Non posso dire che le cose fossero facili quando ero in missione, né quando sono tornato, ma mi consola il fatto che niente può separarci dall’amore di Cristo (vedere Romani 8:35–39).

Sono grato della possibilità che ho avuto di svolgere una missione. Rendo solenne testimonianza che Gesù è il Cristo e che mediante Lui possiamo trovare speranza laddove non ce n’è.

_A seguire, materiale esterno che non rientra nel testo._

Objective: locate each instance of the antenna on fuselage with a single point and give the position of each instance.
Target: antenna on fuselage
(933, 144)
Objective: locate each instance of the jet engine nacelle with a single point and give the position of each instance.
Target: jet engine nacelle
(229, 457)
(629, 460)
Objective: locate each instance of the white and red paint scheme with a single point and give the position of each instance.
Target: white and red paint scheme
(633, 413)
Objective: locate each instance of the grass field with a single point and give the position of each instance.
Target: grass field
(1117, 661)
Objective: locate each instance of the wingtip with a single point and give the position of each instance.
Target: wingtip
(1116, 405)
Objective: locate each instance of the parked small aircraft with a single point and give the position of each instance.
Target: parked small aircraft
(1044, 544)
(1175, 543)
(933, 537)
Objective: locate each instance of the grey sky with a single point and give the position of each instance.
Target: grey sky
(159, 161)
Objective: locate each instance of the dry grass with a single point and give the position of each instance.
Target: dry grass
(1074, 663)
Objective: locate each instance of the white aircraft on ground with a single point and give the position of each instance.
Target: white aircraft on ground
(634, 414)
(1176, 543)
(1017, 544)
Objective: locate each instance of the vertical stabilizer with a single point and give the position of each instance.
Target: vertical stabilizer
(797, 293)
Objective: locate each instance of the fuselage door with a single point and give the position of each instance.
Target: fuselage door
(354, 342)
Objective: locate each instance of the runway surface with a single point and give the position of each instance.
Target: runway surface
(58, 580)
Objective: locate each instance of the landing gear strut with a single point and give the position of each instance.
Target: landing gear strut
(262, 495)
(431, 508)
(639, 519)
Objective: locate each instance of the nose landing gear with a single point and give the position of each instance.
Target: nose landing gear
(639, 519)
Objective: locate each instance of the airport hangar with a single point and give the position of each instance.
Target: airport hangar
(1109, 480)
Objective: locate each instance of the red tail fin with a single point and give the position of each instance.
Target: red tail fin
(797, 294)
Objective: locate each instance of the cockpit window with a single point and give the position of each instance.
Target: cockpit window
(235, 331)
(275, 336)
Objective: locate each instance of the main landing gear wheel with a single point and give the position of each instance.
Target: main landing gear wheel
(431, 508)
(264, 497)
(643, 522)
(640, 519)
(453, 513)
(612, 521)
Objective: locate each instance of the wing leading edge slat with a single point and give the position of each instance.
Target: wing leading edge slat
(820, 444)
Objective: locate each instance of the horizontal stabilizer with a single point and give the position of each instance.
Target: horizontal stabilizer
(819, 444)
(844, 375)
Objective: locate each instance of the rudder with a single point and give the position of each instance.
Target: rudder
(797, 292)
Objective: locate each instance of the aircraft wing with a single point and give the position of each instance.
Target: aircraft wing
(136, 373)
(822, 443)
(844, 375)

Tafadzwa Tanjani è membro del Primo Rione di Mkoba, Distretto di Gweru, nello Zimbabwe.

Un segno di grande fede

«Il lavoro missionario della Chiesa rappresenta oltre un secolo di servizio, privazioni, difficoltà e sacrifici. Più si è vicini al programma stesso del lavoro missionario, più la sua comprensione e il suo apprezzamento possono avvenire in maniera completa e approfondita. Quando mio nonno Heber C. Kimball partì per la sua missione, egli e Brigham Young lasciarono le proprie famiglie nella povertà e nella malattia, ed essi stessi dovettero essere aiutati a salire nel convoglio che li avrebbe portati via. Mentre il mezzo stava partendo, si alzarono… e salutarono con la mano le loro mogli e figli in lacrime. Migliaia di persone sono entrate nella Chiesa come risultato di quelle missioni e decine di migliaia di persone hanno beneficiato indirettamente e stanno oggi godendo delle benedizioni del Vangelo grazie a quei sacrifici. A una persona poco incline a comprendere, una tale devozione e sacrificio da parte di quegli uomini sarebbe stata considerata una cosa sciocca e priva di buon senso. Ma per le famiglie Young e Kimball era un segno di grande fede. E per le migliaia di persone che, attraverso le eternità, chiameranno quei missionari benedetti, le privazioni e i sacrifici non saranno stati vani».

Presidente Spencer W. Kimball (1895–1985), The Teachings of Spencer W. Kimball, ed. Edward L. Kimball (1982), 253.